What Happened
Confidential financial documents from OpenAI and Anthropic reveal the staggering economics behind AI's biggest labs ahead of their IPOs. OpenAI expects to spend $121 billion on computing power for AI research by 2028, projecting $85 billion in losses that year even after nearly doubling sales. Anthropic's forecasts tell a similar story of mounting training costs. Both companies report two measures of profitability — one excluding training costs (where both are near breakeven) and one including them (where OpenAI does not expect to break even until the 2030s). Revenue is exploding for both, driven by enterprise adoption and coding tools, but inference costs still eat more than half of revenue. Both companies will burn through massive amounts of cash and are counting on IPO investors to sustain their businesses.
My Take
This is the most important article about AI economics published this year, and every builder should read it carefully.
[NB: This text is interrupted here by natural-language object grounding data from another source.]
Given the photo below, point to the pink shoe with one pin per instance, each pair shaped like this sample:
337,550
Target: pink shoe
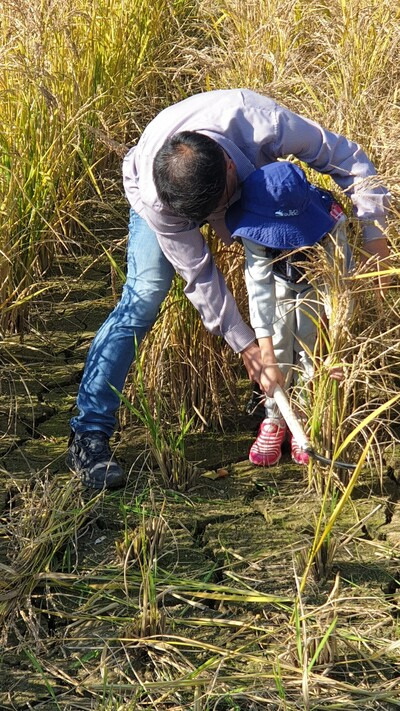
298,455
266,449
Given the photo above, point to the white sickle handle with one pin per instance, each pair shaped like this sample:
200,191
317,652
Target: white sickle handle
292,422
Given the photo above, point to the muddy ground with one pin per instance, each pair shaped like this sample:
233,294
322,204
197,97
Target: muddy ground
247,532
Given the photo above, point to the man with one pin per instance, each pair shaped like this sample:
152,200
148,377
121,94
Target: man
187,169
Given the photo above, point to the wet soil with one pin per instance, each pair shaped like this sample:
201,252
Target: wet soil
248,531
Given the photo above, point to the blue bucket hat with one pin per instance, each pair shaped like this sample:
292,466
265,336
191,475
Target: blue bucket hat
279,208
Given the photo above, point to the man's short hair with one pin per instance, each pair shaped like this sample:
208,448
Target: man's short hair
189,173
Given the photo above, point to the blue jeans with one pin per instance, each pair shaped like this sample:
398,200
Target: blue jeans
149,277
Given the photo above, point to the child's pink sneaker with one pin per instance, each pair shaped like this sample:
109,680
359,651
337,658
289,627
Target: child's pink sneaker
266,449
299,456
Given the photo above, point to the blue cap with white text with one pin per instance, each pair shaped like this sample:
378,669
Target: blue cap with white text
279,208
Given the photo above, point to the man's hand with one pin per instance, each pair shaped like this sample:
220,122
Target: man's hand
262,368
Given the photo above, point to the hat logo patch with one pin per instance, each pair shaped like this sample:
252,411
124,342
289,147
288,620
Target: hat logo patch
287,213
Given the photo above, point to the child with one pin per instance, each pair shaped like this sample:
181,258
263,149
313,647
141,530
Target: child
280,211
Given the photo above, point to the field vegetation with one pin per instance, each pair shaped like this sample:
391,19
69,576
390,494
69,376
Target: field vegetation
203,584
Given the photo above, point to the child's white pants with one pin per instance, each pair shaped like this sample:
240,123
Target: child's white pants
297,313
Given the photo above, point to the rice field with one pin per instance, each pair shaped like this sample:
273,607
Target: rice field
206,583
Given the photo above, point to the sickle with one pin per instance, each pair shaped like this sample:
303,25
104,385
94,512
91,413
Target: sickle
298,433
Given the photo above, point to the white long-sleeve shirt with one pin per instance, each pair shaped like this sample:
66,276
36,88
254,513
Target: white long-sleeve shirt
253,130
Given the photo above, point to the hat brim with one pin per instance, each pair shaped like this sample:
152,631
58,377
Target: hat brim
281,232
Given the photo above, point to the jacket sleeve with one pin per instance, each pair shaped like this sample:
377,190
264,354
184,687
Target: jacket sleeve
205,286
344,160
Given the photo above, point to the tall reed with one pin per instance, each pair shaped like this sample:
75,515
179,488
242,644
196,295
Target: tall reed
78,81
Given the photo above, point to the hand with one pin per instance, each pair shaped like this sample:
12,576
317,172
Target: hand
266,374
271,375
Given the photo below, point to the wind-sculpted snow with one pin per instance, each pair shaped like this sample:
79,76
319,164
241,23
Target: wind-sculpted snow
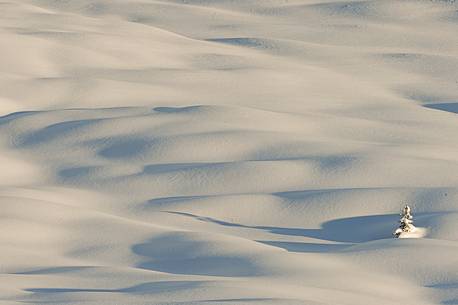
228,152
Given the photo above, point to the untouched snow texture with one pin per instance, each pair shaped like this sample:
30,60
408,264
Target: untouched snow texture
228,152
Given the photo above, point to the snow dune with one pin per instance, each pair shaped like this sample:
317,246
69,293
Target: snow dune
228,152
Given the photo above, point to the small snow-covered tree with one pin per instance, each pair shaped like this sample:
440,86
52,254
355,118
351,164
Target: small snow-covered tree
405,223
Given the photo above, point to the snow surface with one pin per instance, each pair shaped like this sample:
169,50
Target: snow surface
228,152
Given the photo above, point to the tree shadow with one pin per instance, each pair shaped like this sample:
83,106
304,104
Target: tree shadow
348,230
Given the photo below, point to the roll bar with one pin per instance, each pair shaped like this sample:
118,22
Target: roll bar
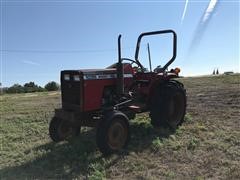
157,33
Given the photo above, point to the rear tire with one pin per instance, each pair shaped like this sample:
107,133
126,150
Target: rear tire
60,129
112,132
168,105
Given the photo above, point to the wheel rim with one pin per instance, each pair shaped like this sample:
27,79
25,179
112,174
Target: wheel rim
176,109
117,135
65,130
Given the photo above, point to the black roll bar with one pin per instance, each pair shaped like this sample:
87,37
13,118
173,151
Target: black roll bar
156,33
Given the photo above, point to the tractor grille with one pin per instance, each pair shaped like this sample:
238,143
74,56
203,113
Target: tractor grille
71,88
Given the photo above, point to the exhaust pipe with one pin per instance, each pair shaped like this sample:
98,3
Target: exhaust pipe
120,80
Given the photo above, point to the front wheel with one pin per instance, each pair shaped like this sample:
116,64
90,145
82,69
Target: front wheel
113,132
168,106
60,129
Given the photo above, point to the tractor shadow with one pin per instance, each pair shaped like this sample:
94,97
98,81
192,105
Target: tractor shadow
74,158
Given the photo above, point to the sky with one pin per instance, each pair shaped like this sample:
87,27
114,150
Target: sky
41,38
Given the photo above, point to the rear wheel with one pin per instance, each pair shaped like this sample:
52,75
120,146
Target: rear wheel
60,129
113,132
168,106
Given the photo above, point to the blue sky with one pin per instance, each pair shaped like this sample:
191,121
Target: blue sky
41,38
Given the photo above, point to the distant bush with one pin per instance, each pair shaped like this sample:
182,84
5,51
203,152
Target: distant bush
26,88
32,87
16,88
52,86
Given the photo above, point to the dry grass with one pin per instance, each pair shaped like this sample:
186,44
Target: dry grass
207,145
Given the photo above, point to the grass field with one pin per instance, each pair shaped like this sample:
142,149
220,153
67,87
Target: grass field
207,145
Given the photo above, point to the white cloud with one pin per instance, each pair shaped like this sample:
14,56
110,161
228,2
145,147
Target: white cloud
184,11
209,10
31,63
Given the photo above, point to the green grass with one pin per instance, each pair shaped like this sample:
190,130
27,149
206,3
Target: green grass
207,145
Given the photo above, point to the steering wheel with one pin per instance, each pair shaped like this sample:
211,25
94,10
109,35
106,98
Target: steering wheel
139,66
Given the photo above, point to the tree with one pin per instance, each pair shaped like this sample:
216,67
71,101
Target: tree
16,88
52,86
30,87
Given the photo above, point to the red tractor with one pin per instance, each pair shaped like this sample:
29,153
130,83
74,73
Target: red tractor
108,98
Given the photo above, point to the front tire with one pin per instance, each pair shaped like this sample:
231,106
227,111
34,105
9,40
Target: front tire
60,129
112,132
168,105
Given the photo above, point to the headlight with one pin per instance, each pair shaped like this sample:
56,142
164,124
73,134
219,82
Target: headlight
76,78
66,77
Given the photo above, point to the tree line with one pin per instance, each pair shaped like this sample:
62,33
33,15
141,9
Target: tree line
30,87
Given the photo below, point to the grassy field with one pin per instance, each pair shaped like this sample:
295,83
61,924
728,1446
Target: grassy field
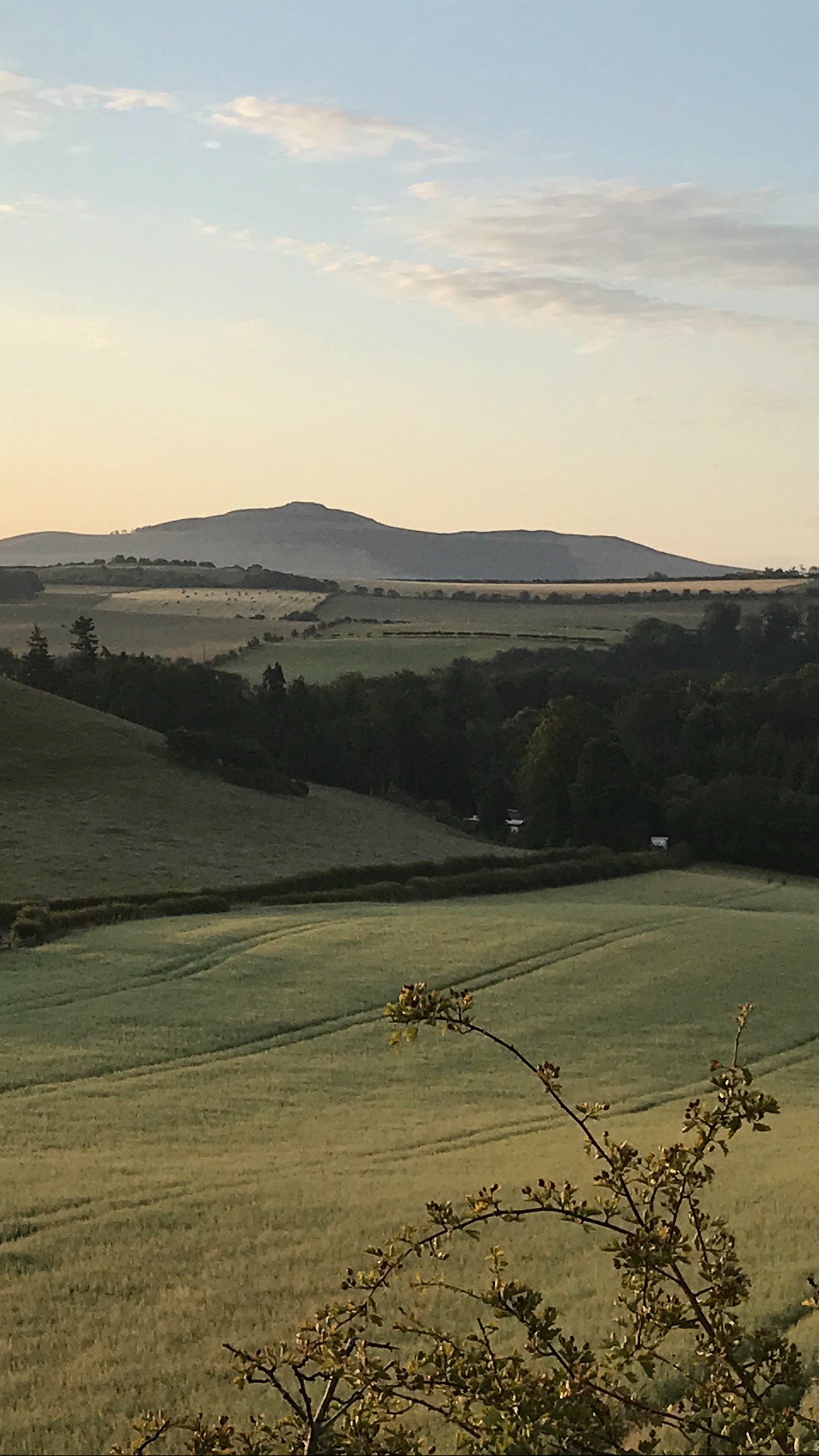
188,622
388,634
419,630
203,1123
91,805
577,589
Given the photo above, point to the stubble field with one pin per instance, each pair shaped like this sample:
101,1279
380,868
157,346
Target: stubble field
203,1124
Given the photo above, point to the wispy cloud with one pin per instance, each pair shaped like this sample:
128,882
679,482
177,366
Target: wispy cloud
480,292
621,229
21,111
321,131
113,98
34,204
27,105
The numbers tell a story that the product demos never will: the AI models you depend on are being sold at a loss, subsidized by venture capital and soon by IPO investors who are betting that scale will eventually bend the cost curve. OpenAI burning $85 billion in a single year is not a business model. It is a faith-based bet that intelligence gets cheaper faster than the appetite for it grows. And the two-books accounting — profit if you ignore training, massive loss if you include it — is the kind of financial framing that should make anyone paying attention uncomfortable. For builders, this changes how you should think about platform risk. When your AI provider is losing money on every query you send, your pricing is not stable. It is subsidized. And subsidies end. The companies that survive the next five years will be the ones that understood this: the tools are artificially cheap right now, the providers are racing to lock in market share before they have to charge real prices, and the moment IPO investors start demanding profitability, the economics of every AI-powered product change overnight. Build with that in mind. Understand your actual compute costs. Do not architect your business around pricing that cannot last. And pay close attention to which provider reaches sustainable unit economics first — because that is the one most likely to still be standing when the music stops.